Verlorene Chance auf Frieden?

Das Scheitern des Istanbul-Prozesses bedeutet wahrscheinlich das Ende der diplomatischen Lösung. Seit April verliert die Ukraine jeden Tag über immer mehr Gebiete die Kontrolle. Die russischen Streitkräfte haben das Territorium der Oblast Lugansk zu 100 Prozent unter Kontrolle gebracht und stehen nach der Einnahme von Mariupol kurz vor der „Befreiung der Donezker Volksrepublik (DVR)“, wie das russische Verteidigungsministerium verkündete. Die Oblast Cherson und Teile der Oblast Saporoschje sind bereits unter russischer Kontrolle. Die Ukraine hat ihren offenen Zugang zum Meer fast vollkommen verloren. Die russischen Generäle haben sich das Ziel gesetzt, einen Korridor nach Transnistrien zu schaffen. Das offizielle Moskau sagt im Klartext, dass eine Einigung mit jedem Tag schwieriger wird.

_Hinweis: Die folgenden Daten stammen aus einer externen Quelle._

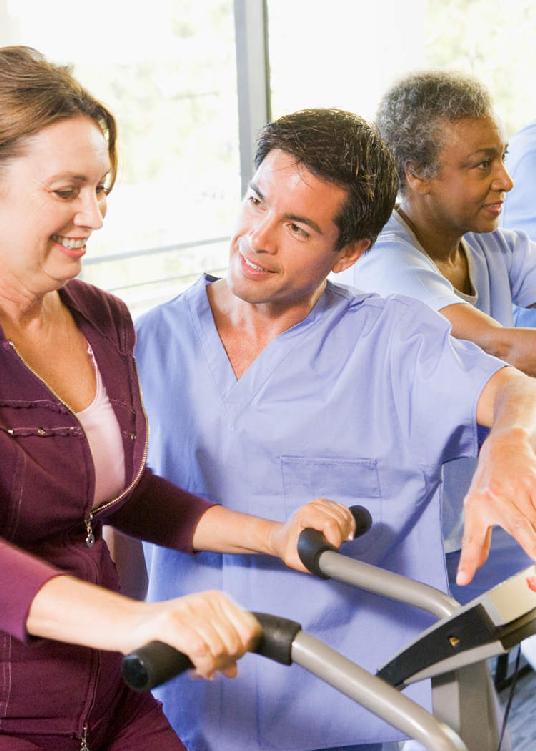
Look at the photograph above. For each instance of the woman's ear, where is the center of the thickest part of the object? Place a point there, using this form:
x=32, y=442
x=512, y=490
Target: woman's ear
x=348, y=255
x=415, y=182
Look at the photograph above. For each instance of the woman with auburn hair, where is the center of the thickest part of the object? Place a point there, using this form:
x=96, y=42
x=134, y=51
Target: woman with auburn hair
x=73, y=442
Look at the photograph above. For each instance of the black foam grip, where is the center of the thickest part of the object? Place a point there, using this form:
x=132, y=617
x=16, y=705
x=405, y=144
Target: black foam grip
x=312, y=543
x=156, y=662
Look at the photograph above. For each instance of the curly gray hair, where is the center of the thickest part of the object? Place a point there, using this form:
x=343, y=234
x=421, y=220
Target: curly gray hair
x=411, y=113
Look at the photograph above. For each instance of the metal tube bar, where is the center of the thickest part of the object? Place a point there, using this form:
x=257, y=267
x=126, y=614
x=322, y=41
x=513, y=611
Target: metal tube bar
x=382, y=582
x=373, y=694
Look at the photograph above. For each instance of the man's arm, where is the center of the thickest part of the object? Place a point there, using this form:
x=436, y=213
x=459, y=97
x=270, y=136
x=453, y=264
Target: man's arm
x=516, y=346
x=503, y=490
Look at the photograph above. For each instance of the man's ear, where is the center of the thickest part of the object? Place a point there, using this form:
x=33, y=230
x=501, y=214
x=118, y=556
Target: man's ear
x=348, y=255
x=416, y=183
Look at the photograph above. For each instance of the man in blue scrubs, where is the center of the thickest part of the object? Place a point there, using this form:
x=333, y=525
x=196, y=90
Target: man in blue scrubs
x=274, y=385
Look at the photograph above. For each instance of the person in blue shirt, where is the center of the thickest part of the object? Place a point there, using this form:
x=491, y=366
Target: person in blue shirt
x=273, y=385
x=519, y=211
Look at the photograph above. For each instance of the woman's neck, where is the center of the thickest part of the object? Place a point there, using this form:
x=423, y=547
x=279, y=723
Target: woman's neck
x=439, y=242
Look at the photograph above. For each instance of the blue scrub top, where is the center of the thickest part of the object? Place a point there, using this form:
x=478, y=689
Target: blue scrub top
x=520, y=203
x=342, y=405
x=502, y=269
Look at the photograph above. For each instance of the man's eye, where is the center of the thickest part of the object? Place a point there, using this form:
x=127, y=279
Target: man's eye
x=297, y=230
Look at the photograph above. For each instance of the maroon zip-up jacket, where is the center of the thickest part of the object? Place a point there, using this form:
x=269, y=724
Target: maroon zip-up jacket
x=48, y=527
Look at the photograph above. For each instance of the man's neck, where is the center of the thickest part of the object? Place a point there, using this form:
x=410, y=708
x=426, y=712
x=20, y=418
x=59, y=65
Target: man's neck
x=245, y=328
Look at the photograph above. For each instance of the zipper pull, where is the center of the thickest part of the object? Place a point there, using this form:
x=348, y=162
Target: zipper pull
x=90, y=537
x=84, y=746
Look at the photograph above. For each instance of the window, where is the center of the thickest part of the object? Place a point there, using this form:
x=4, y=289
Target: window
x=346, y=53
x=167, y=71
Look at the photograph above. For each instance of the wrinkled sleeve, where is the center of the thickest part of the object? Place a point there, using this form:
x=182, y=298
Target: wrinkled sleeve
x=21, y=577
x=439, y=382
x=394, y=266
x=158, y=511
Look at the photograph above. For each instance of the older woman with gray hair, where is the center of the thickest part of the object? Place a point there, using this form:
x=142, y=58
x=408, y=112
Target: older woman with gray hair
x=442, y=246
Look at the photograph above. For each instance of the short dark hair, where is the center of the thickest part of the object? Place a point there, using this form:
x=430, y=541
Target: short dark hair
x=344, y=149
x=411, y=114
x=35, y=93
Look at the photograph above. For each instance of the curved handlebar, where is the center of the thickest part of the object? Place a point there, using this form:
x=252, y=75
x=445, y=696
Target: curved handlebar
x=156, y=662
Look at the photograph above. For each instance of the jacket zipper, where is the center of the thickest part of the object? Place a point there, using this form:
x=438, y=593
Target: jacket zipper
x=83, y=739
x=88, y=521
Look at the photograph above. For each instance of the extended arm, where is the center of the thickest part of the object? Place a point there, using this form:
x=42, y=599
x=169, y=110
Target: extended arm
x=514, y=345
x=209, y=627
x=503, y=490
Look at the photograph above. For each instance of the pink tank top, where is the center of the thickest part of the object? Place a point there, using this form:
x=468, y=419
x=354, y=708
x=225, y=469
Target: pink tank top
x=104, y=436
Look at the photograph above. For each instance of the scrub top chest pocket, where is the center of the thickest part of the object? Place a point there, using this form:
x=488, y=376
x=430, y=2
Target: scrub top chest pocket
x=347, y=481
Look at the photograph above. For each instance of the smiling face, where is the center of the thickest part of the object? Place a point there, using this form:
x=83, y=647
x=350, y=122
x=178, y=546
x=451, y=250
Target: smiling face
x=284, y=246
x=467, y=193
x=52, y=197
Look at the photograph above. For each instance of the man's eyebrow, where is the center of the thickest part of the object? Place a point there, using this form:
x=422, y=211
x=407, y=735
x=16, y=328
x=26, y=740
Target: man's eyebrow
x=290, y=217
x=304, y=220
x=253, y=186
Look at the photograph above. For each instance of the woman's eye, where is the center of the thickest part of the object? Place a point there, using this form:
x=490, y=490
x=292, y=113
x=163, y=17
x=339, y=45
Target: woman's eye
x=66, y=193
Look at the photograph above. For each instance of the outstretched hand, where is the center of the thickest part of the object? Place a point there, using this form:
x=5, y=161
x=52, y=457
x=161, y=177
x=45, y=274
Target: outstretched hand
x=502, y=493
x=332, y=519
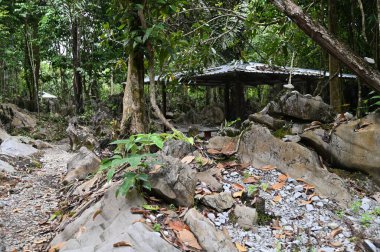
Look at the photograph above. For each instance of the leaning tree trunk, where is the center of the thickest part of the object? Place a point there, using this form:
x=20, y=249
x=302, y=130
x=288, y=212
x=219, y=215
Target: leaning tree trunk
x=133, y=121
x=336, y=89
x=77, y=81
x=328, y=42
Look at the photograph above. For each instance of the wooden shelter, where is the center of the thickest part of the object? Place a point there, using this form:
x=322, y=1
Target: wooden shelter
x=235, y=77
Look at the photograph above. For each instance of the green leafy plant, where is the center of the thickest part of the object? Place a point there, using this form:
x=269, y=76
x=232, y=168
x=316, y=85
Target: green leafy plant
x=376, y=211
x=132, y=153
x=355, y=207
x=157, y=227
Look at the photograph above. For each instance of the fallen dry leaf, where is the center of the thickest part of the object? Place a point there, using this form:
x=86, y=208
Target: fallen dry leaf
x=335, y=232
x=305, y=202
x=278, y=186
x=122, y=244
x=136, y=210
x=187, y=238
x=282, y=178
x=96, y=214
x=177, y=225
x=268, y=167
x=276, y=224
x=241, y=248
x=277, y=198
x=142, y=220
x=187, y=159
x=250, y=180
x=155, y=169
x=237, y=186
x=244, y=166
x=336, y=244
x=301, y=180
x=311, y=196
x=238, y=194
x=57, y=247
x=229, y=149
x=213, y=152
x=39, y=241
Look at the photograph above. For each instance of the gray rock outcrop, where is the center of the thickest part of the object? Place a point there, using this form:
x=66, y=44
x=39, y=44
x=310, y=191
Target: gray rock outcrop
x=219, y=201
x=13, y=147
x=211, y=239
x=258, y=147
x=81, y=165
x=303, y=107
x=114, y=223
x=12, y=116
x=174, y=181
x=246, y=216
x=177, y=148
x=354, y=145
x=267, y=120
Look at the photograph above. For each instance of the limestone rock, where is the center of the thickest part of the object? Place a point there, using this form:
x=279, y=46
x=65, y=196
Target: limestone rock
x=5, y=167
x=354, y=145
x=115, y=223
x=208, y=178
x=303, y=107
x=174, y=181
x=259, y=147
x=211, y=239
x=246, y=216
x=13, y=147
x=219, y=142
x=12, y=116
x=177, y=148
x=267, y=120
x=3, y=135
x=220, y=201
x=211, y=115
x=80, y=136
x=81, y=165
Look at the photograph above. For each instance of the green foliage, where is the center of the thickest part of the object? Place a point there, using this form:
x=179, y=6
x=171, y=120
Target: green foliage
x=133, y=152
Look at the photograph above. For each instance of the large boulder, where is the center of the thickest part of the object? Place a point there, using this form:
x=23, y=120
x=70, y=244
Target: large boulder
x=3, y=135
x=81, y=165
x=219, y=201
x=304, y=107
x=173, y=180
x=12, y=117
x=259, y=147
x=114, y=223
x=177, y=148
x=354, y=145
x=211, y=115
x=211, y=239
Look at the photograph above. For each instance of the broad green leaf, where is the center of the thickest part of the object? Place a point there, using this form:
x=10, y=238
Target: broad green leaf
x=151, y=207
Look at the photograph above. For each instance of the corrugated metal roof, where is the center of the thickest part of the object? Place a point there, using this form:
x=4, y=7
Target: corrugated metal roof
x=254, y=67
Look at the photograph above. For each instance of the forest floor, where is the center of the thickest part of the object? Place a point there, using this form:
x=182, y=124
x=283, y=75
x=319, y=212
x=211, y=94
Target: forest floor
x=27, y=205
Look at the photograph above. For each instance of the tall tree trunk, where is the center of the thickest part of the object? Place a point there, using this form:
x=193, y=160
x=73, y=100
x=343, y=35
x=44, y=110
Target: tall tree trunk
x=336, y=89
x=133, y=120
x=77, y=81
x=331, y=44
x=378, y=35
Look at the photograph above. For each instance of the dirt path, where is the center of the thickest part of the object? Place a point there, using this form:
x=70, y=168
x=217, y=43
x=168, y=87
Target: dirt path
x=27, y=207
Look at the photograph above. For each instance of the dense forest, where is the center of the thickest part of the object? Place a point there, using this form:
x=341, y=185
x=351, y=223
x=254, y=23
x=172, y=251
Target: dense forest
x=241, y=125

EU und die USA versetzen der Diplomatie einen schweren Schlag. Sie beliefern die Ukraine weiterhin mit schweren Waffen: Panzer, Mehrfachraketenwerfer-Systeme (MLRS), Panzerabwehrlenkraketen und Haubitzen. Selbst das zurückhaltendste Land in der EU bleibt nicht außen vor: Deutschland hat der Ukraine Flugabwehrkanonenpanzer Gepard und MLRS Mars II geliefert. Die EU verspricht 9 Mrd. €, die USA 40 Mrd. $. Um ihre Unterstützung für die Ukraine unter Beweis zu stellen, haben die Staats- und Regierungschefs des Vereinigten Königreichs, Deutschlands, Frankreichs, Italiens und der EU in den vergangenen Monaten Kiew besucht.

„Zweites Afghanistan“ als Ziel der NATO

Die NATO-Staaten zeigen mit Nachdruck, dass sie nicht die Absicht haben, Russland in der Ukraine Zugeständnisse zu machen. Das ideale Ziel für das Nordatlantische Bündnis ist ein langwieriger Krieg. Am 14. Juli erklärte der Präsident des führenden NATO-Lands USA, Joseph Biden, bei einem Besuch in Israel, Washingtons Ziel sei das strategische Scheitern der Moskauer Sonderoperation in der Ukraine. Die Notwendigkeit, Russland zu besiegen, wurde auch von der britischen Außenministerin Liz Truss angesprochen.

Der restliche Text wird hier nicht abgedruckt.